FROM THE EDITOR-IN-CHIEF
Just when you think things couldn’t get worse for Pakistan, the country goes ahead and surprises you. Pakistan had already been put on notice by the Trump Administration that it cannot be business as usual till it acts against terror, its relations with India have reached their nadir and the International Court of Justice verdict on alleged Indian spy Kulbhushan Jadhav went against it. Its economy is a shambles, local terrorist groups are flourishing, and now its democratically elected prime minister has been ousted in a judicial coup. Not that this is the first time. Since 1947, Pakistan has had as many as 18 prime ministers, with none completing their full term. Between 1958 and 1971, the office of the prime minister itself was dissolved, and not for the last time. Pakistani prime ministers have met various fates—assassination, overthrow by the army, dismissal by the president and even disqualification by the Supreme Court. In contrast, India has had 14 prime ministers in the same period and if their terms have been truncated, it has been because of parliamentary defeats.
Prime Minister Nawaz Sharif has been removed from office, this time by a fivemember bench of the country’s Supreme Court which barred him from electoral politics for at least five years. It gives him the dubious honour of being removed three times while in office—once by the president, then by the army and now by the Supreme Court. The reason? Violation of Articles 62 and 63 of Pakistan’s Constitution, which demand that members of Parliament be ‘sadiq’ and ‘ameen’— ‘truthful’ and ‘righteous’. The provocation? The Panama papers, the popular term for the work of the International Consortium of Investigative Journalists, which showed illegal money laundering by Nawaz Sharif in the 1990s when he served as prime minister twice. This was followed by a court-appointed joint investigation team amassing a 275-page report on his family’s misdemeanours, which sealed his fate.

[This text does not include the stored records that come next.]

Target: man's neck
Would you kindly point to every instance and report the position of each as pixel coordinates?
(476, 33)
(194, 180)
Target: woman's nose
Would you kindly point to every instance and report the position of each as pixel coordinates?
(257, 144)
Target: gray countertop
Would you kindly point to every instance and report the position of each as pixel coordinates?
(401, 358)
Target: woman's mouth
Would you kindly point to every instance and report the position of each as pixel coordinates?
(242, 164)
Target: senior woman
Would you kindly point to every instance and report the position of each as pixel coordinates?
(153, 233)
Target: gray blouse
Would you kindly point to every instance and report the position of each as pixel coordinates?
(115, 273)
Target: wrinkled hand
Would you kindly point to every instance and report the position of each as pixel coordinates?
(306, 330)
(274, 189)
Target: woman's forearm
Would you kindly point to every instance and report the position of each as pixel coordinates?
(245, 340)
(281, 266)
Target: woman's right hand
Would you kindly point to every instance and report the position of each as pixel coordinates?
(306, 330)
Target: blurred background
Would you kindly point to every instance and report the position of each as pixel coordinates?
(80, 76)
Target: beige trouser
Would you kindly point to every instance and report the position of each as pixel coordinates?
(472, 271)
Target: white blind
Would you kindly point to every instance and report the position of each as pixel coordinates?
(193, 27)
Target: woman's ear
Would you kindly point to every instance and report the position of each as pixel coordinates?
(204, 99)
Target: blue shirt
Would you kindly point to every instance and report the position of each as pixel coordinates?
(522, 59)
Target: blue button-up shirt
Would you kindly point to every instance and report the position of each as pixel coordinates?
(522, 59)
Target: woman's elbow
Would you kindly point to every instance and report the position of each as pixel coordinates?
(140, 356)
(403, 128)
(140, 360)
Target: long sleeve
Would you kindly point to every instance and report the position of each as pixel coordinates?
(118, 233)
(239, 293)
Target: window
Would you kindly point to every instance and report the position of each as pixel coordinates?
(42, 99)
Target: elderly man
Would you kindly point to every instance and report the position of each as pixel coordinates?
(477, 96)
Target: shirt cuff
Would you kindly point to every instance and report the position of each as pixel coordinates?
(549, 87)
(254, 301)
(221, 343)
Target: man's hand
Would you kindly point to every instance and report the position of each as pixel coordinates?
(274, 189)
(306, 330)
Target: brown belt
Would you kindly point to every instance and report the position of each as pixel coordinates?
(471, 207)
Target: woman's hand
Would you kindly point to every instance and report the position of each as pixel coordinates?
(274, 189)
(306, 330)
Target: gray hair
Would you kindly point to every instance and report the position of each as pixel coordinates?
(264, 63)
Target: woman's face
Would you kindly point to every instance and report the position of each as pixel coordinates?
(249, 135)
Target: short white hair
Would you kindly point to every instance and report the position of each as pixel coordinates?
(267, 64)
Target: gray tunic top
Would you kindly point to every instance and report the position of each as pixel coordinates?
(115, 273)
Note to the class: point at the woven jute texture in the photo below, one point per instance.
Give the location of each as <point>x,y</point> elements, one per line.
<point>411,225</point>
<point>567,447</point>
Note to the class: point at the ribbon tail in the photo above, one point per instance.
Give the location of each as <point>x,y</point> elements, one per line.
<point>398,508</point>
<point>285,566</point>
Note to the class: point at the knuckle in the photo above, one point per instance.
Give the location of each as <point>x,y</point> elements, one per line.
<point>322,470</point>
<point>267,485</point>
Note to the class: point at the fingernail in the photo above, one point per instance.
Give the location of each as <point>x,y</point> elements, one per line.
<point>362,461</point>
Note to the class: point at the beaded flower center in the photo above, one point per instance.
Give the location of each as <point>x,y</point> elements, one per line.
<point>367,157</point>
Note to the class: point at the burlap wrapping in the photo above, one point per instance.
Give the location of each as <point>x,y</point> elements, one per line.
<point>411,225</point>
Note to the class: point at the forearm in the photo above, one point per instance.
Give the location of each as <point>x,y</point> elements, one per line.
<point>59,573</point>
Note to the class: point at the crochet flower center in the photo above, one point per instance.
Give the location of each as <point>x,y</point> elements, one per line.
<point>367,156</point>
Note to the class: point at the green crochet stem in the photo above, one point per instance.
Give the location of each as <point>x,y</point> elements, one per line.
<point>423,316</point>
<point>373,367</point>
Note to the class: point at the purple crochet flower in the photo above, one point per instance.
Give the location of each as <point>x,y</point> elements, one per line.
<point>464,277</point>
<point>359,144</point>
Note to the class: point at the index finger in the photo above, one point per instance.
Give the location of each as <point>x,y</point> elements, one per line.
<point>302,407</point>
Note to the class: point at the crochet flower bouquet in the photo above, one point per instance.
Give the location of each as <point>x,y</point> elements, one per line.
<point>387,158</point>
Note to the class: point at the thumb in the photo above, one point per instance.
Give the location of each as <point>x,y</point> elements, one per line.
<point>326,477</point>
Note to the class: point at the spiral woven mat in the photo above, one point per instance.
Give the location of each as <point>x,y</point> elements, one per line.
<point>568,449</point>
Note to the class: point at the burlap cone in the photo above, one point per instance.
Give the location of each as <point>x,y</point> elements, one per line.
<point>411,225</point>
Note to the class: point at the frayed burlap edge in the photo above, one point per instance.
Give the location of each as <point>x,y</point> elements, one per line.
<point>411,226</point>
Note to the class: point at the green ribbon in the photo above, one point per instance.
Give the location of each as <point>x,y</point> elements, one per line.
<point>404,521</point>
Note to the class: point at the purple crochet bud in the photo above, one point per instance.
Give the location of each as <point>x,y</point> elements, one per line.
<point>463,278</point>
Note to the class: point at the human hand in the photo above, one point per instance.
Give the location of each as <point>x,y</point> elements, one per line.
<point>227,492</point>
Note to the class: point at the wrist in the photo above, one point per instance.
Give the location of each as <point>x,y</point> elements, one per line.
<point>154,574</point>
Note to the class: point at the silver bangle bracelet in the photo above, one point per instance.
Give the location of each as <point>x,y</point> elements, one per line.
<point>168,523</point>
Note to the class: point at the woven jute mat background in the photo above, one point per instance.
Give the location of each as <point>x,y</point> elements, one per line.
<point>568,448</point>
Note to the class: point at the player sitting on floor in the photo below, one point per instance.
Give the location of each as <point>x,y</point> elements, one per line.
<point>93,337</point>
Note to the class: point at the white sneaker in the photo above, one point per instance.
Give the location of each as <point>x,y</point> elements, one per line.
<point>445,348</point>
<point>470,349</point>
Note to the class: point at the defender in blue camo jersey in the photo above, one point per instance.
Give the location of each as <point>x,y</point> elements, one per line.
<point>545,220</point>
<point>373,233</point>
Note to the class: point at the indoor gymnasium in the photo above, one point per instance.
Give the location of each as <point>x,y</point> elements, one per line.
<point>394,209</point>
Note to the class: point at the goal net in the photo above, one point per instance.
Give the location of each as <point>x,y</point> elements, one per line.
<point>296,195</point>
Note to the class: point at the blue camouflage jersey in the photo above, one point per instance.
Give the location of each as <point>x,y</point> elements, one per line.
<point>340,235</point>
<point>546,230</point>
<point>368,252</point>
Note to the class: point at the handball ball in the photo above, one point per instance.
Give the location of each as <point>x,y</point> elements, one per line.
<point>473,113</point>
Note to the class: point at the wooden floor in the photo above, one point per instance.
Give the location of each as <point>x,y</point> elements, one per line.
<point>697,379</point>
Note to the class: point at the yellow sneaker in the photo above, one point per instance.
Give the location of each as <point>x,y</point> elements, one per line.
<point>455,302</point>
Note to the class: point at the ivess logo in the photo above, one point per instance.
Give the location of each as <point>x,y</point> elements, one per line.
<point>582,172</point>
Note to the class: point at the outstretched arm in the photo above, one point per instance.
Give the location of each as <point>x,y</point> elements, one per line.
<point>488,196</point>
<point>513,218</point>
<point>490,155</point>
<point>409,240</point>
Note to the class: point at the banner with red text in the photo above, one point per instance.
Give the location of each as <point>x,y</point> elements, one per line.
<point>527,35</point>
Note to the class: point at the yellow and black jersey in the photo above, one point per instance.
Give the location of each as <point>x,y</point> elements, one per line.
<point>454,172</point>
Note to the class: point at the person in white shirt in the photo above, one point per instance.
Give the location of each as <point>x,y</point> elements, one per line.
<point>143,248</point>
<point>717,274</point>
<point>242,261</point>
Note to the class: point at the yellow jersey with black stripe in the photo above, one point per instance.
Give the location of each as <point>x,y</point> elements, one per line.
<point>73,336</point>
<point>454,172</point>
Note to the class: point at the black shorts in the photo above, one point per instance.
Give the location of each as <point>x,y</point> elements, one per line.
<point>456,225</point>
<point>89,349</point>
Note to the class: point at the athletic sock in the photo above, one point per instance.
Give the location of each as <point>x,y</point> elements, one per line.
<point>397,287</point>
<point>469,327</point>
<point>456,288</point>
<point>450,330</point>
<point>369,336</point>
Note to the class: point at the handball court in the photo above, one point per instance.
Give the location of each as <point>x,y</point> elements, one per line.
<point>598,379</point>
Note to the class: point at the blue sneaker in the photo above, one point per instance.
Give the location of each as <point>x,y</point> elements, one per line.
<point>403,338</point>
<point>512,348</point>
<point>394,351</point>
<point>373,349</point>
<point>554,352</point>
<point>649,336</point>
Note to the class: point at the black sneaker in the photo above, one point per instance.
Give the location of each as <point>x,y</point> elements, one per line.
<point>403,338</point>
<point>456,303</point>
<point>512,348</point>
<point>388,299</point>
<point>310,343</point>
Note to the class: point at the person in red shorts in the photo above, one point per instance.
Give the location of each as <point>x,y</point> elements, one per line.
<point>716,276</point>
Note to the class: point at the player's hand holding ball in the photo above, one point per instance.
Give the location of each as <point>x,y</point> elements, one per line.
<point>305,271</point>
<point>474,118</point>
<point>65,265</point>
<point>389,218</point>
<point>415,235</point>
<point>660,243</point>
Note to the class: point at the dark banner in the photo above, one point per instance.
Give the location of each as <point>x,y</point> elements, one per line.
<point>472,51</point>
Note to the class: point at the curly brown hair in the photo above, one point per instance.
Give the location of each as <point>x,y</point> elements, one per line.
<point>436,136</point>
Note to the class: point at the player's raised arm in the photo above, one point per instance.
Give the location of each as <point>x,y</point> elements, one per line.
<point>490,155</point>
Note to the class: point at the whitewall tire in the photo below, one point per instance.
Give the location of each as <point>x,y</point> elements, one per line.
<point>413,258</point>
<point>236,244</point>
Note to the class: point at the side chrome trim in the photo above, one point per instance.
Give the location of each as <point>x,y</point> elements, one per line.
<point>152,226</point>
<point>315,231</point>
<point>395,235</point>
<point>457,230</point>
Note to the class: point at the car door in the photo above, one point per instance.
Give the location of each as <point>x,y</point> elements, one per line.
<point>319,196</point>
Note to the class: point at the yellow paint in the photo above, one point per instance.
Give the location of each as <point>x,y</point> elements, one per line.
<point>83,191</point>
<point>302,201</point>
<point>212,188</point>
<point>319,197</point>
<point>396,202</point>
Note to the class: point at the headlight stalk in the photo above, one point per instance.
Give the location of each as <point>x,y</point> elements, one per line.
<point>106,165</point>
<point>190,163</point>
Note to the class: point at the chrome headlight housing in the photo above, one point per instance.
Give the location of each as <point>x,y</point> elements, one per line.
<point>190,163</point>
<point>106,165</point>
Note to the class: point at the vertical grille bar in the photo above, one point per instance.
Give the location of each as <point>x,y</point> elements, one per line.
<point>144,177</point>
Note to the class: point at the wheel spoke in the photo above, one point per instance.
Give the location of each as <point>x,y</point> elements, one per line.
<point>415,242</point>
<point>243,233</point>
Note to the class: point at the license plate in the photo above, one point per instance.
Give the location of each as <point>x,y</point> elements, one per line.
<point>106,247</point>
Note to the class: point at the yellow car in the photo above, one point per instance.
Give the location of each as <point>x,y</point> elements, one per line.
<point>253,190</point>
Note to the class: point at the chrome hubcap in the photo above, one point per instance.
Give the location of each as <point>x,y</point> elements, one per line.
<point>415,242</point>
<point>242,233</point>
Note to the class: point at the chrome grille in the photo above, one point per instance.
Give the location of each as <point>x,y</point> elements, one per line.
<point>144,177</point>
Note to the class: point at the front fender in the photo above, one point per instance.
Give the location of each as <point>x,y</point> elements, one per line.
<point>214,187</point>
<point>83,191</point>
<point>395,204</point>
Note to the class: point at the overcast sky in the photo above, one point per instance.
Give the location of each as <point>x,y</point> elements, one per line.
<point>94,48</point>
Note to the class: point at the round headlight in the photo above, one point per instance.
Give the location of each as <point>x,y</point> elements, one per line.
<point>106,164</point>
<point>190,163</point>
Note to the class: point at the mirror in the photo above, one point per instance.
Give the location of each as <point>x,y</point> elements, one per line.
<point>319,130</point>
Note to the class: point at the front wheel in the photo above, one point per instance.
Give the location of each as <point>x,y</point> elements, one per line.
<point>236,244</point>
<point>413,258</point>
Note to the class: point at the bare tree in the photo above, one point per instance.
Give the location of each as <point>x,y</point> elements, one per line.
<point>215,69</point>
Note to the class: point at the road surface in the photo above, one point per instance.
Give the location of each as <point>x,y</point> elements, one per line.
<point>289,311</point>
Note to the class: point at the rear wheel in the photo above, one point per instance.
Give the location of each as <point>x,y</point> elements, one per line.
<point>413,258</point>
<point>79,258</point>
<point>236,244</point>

As ever, given our shared history, nothing that happens in Pakistan stays in Pakistan. For India, a civilian administration is always easier to deal with than a country under military rule. Nawaz Sharif was an early friend to the Narendra Modi government, accepting with alacrity an invitation to his swearing-in in 2014 and then being a happy host as Modi dropped in on his granddaughter’s wedding in December 2015. The attack on the Pathankot air base within a week of that visit indicated the Pakistani army’s displeasure with the incipient peace process. Things have gone downhill from there ever since, with renewed militancy in the Kashmir Valley.
The cover story this week focuses on the troubles in Pakistan, as it struggles to reform its economy, comes to terms with the ‘snakes in its own backyard’ and grapples with China’s increasing intervention in its affairs. Lahore-based independent journalist Wajahat S. Khan looks at the road ahead, as well as at Nawaz Sharif’s successor and the next potential prime minister, his brother Shahbaz Sharif. Executive Editor Sandeep Unnithan analyses the impact of this political uncertainty on India. Nawaz Sharif was seen as the peacemaker with whom Modi could do business. Pakistan’s diarchy of military power and civilian government always poses a dilemma of who India should deal with. Ideally, India should work with the duly-elected government but every time any sort of agreement is reached, it is sabotaged by the army.
What happens now that Nawaz Sharif is gone? New Delhi will possibly wait and watch till after the next general election in Pakistan, due in May 2018. It’s a grim prospect for India. With no hope for dialogue, friction on the border will continue as will the sponsoring of militants who stoke unrest in Kashmir. Even assuming elections are held as scheduled, will the person who wins the popular mandate be allowed to run the country? Perhaps, it is time for India to forget diplomatic niceties and reconcile itself to talking with the generals as well. Maybe peace can come only by engaging with those who make war.